Aber die Aussage war ja, dass es eine bewertete Aufgabe sein soll ("das wird benotet von der lehrerin"). Somit ist es wohl etwas, das die Lehrerin gesehen hat und es als gute Aufgabe zur Bewertung des Lehrstoffes gesehen hat.

Das Format ist ggf. schon halb vorgegeben, denn es ist ja gesagt, dass man da etwas herunter laden soll. ("Wende dein Programm auf die Streichholzrätsel an, die du auf den BWINF-Webseiten findest"). Wenn man sich das Dateiformat anschaut, dann wird man daraus ggf. ein Format für das Programm ableiten können.

Also was ich als Hilfe geben kann an der Stelle wäre:
- Die angegebenen Rätsel herunter laden und das Format anschauen.
- Diese Vorgaben erst einmal laden -> Die erste Datenstruktur ergibt sich dann aus den Dateien

Dann hat man erst einmal einen ersten Schritt. Dann würde ich Schritt für Schritt vorgehen:
- Man hat ja zwei Abbildungen: Wie kann man entscheiden, ob durch umlegen von Streichhölzern aus einem Abbild das andere Abbild erzeugt werden kann? Was muss da erfüllt sein?
- Dann müsste man sich allgemein überlegen, was man denn machen könnte, um heraus zu finden, wie viele Streichhölzer mindestens umgelegt werden müssten. Wenn man sich die Abbilder auf einer Folie aufmalt - dann könnte man beim manuellen Prüfungen ja die Folien aufeinander legen um dann eine Position zu finden, bei der es möglichst viele Übereinstimmungen gibt.... 
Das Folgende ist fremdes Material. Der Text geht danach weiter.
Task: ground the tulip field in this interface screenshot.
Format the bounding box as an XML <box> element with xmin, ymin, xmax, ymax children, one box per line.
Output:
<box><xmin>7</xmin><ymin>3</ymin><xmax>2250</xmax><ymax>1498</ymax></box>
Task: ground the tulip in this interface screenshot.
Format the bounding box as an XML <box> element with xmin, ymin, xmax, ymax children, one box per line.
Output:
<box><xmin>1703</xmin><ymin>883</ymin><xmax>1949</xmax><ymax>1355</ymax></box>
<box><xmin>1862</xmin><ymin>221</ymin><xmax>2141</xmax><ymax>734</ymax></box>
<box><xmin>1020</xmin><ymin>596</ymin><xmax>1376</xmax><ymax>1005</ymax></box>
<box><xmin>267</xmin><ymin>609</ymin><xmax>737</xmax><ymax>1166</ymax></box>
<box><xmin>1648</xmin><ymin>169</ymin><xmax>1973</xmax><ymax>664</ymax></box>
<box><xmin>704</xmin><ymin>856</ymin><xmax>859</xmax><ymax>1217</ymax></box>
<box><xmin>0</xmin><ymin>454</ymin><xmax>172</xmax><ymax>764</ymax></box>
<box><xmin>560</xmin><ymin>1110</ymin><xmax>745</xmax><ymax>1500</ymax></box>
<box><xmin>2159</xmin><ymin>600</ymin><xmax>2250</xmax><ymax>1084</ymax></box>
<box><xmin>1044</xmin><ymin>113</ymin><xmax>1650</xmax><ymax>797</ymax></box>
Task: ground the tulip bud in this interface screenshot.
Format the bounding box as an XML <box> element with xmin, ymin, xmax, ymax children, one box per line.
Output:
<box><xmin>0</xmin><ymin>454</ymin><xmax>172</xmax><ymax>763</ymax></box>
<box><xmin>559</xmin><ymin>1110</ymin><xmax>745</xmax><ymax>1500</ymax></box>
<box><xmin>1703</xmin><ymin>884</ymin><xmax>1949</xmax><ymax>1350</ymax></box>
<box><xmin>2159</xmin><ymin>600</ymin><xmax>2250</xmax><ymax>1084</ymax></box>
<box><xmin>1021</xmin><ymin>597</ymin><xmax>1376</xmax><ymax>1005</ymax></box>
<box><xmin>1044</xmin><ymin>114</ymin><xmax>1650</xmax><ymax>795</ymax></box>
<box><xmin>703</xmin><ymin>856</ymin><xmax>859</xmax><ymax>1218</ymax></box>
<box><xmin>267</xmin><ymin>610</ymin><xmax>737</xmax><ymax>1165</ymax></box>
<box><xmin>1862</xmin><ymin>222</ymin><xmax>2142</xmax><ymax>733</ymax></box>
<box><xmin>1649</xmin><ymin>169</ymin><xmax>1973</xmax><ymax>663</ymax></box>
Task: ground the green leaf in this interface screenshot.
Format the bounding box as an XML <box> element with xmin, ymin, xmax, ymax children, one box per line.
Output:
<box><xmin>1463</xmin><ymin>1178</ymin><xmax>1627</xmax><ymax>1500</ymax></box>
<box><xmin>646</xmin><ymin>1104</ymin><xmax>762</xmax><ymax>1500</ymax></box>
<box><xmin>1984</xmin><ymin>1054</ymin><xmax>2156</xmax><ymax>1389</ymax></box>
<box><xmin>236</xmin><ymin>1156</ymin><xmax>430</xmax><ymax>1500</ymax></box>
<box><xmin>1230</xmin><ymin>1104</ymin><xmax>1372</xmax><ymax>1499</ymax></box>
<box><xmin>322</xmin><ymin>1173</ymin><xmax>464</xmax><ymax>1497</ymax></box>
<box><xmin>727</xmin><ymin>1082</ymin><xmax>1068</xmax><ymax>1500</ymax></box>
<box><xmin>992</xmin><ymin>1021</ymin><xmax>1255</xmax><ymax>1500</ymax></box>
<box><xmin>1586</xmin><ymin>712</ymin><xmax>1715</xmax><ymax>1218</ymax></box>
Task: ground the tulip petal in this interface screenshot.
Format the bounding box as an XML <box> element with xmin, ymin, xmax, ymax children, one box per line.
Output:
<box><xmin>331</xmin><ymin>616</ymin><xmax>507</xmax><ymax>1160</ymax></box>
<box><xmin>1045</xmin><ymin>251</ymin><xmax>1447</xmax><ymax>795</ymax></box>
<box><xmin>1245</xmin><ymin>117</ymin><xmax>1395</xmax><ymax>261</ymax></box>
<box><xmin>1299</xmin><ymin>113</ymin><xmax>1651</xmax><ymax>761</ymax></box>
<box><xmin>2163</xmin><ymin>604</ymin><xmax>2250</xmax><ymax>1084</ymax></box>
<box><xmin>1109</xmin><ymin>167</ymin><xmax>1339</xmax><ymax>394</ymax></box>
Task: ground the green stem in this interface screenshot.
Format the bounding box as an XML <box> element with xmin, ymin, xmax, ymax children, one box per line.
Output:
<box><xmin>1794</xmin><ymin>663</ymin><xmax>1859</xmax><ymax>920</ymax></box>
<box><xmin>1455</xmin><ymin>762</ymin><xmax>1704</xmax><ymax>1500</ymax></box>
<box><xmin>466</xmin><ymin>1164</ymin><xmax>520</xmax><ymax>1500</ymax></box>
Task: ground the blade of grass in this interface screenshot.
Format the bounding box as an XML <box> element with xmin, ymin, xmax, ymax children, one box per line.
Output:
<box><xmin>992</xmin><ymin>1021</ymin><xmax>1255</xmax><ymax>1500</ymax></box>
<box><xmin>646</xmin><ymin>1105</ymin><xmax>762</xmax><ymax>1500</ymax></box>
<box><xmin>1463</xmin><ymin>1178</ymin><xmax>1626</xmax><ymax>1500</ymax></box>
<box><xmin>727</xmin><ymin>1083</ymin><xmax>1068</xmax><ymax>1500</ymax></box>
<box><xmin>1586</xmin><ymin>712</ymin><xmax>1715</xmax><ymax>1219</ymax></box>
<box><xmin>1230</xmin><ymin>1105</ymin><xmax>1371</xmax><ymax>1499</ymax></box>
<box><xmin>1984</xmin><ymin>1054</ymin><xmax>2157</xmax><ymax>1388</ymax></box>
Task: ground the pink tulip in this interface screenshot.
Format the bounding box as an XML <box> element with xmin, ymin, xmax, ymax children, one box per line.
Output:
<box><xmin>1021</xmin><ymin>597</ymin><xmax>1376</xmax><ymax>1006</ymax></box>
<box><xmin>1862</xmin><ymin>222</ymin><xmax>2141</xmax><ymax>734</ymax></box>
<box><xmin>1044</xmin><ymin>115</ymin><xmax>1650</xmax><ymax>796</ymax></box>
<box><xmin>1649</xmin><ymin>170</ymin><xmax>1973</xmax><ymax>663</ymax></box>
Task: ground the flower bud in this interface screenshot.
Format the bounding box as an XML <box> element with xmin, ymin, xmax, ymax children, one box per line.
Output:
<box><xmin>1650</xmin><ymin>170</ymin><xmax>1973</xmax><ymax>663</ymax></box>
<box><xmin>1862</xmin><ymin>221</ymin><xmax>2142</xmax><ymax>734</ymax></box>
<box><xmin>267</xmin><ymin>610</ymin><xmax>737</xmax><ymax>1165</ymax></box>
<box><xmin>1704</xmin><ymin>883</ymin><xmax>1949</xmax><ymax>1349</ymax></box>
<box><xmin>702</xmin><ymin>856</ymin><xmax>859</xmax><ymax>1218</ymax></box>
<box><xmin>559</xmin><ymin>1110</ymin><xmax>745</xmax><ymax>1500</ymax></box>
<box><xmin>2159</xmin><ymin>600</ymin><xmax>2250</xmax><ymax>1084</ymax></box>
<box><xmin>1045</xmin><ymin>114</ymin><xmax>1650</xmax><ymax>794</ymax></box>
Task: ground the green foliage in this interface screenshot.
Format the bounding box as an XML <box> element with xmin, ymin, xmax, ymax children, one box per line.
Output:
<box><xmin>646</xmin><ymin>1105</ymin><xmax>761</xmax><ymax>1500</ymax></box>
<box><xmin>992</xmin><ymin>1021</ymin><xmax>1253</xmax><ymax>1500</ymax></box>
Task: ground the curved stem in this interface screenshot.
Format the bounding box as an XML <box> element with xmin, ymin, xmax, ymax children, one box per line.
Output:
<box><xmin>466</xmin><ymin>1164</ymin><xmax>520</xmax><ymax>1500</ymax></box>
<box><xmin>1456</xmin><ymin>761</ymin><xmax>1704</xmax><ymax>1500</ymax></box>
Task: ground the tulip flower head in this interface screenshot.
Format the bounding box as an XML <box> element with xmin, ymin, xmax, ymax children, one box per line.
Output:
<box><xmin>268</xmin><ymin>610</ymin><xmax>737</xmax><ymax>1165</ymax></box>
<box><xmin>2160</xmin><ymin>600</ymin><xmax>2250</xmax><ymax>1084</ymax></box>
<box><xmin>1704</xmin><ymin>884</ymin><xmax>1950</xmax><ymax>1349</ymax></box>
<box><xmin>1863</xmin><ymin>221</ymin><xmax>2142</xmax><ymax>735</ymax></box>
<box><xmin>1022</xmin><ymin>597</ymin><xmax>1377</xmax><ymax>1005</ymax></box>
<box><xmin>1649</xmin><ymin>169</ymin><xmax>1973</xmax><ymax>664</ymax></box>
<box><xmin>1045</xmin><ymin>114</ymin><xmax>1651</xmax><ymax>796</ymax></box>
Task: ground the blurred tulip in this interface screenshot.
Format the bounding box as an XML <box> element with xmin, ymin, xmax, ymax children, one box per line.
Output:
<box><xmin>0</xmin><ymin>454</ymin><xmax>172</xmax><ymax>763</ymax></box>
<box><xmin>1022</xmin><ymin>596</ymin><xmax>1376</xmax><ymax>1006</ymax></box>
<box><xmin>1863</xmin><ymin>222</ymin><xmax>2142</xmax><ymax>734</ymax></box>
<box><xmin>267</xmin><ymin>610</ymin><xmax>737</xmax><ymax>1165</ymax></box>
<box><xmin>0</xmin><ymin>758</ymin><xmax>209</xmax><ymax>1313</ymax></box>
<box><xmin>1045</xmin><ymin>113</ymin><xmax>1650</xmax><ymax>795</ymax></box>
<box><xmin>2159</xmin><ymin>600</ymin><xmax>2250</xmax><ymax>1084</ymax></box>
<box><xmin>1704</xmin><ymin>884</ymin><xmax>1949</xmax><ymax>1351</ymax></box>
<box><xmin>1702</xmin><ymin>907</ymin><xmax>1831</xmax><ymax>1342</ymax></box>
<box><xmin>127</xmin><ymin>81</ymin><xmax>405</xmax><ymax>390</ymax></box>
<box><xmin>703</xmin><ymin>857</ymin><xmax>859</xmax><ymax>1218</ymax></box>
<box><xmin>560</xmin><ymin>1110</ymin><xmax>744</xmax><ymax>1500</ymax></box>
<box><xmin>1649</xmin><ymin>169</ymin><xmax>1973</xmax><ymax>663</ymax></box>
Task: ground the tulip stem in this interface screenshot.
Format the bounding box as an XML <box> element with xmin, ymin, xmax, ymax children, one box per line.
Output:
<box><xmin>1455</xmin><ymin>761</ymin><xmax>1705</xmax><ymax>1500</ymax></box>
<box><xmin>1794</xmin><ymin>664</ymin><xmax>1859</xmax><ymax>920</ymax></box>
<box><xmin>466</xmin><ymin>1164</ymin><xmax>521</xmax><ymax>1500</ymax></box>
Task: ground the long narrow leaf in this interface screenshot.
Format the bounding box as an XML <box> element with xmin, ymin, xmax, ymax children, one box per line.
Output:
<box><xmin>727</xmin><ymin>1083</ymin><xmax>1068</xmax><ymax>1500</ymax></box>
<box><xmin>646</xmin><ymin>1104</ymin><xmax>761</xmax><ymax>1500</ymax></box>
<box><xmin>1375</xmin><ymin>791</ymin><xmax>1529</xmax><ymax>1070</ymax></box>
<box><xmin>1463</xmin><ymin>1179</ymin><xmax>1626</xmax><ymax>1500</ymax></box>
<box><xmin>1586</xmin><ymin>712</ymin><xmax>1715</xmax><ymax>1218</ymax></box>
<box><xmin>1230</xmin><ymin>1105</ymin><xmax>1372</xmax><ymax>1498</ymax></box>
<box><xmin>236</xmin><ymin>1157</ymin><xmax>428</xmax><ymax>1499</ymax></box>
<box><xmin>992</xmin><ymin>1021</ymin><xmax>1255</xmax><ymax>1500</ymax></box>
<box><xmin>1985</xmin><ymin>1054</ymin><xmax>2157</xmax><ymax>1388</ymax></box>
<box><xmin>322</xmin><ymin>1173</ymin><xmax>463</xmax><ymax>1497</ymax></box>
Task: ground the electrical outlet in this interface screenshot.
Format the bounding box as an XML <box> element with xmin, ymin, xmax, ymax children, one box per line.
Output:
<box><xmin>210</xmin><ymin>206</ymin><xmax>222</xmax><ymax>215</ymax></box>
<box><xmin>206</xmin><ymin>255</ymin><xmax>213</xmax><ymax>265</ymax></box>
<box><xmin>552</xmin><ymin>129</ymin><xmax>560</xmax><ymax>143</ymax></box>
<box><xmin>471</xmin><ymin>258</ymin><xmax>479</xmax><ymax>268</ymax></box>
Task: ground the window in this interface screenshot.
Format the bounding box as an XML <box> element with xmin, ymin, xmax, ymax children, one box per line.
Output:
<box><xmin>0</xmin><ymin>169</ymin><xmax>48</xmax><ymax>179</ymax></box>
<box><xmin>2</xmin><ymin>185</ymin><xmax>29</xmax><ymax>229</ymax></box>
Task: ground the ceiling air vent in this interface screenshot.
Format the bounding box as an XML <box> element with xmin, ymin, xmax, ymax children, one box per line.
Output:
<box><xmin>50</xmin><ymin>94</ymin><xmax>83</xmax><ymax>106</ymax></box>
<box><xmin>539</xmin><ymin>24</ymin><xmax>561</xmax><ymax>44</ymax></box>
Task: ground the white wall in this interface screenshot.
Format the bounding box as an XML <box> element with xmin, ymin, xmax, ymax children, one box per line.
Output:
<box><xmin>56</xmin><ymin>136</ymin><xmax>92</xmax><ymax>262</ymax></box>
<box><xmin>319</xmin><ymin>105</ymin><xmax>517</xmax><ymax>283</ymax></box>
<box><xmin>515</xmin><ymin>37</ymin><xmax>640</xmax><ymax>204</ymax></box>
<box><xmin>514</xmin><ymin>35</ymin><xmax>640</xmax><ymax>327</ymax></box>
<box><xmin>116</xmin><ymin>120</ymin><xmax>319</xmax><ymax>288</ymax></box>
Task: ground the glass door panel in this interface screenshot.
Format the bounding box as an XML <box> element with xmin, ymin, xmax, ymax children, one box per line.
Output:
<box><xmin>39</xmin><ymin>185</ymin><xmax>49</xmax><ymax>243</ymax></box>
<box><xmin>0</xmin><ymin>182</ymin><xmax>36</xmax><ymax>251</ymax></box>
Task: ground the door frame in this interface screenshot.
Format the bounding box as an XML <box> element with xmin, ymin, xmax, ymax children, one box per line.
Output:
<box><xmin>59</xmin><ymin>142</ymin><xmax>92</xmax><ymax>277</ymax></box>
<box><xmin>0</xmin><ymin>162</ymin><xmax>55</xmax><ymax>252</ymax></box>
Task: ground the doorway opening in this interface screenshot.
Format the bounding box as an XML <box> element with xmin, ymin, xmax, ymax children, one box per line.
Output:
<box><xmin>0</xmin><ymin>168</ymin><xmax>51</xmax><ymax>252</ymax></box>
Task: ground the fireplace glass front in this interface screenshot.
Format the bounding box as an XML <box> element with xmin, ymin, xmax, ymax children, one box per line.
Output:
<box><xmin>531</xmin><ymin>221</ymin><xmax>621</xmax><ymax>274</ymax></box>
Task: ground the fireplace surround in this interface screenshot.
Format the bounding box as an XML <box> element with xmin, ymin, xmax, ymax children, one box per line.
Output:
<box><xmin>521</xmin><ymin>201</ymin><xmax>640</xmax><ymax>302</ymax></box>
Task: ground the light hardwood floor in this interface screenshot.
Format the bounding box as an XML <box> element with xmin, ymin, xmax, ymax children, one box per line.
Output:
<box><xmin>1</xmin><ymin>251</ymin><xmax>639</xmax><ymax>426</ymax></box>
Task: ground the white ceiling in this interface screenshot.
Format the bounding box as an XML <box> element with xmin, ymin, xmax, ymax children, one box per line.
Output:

Damit wäre ein Vorgehen kurz erläutert ...


----------



## MoxxiManagarm (5. Nov 2020)

kneitzel hat gesagt.:


> Aber die Aussage war ja, dass es eine bewertete Aufgabe sein soll ("das wird benotet von der lehrerin"). Somit ist es wohl etwas, das die Lehrerin gesehen hat und es als gute Aufgabe zur Bewertung des Lehrstoffes gesehen hat.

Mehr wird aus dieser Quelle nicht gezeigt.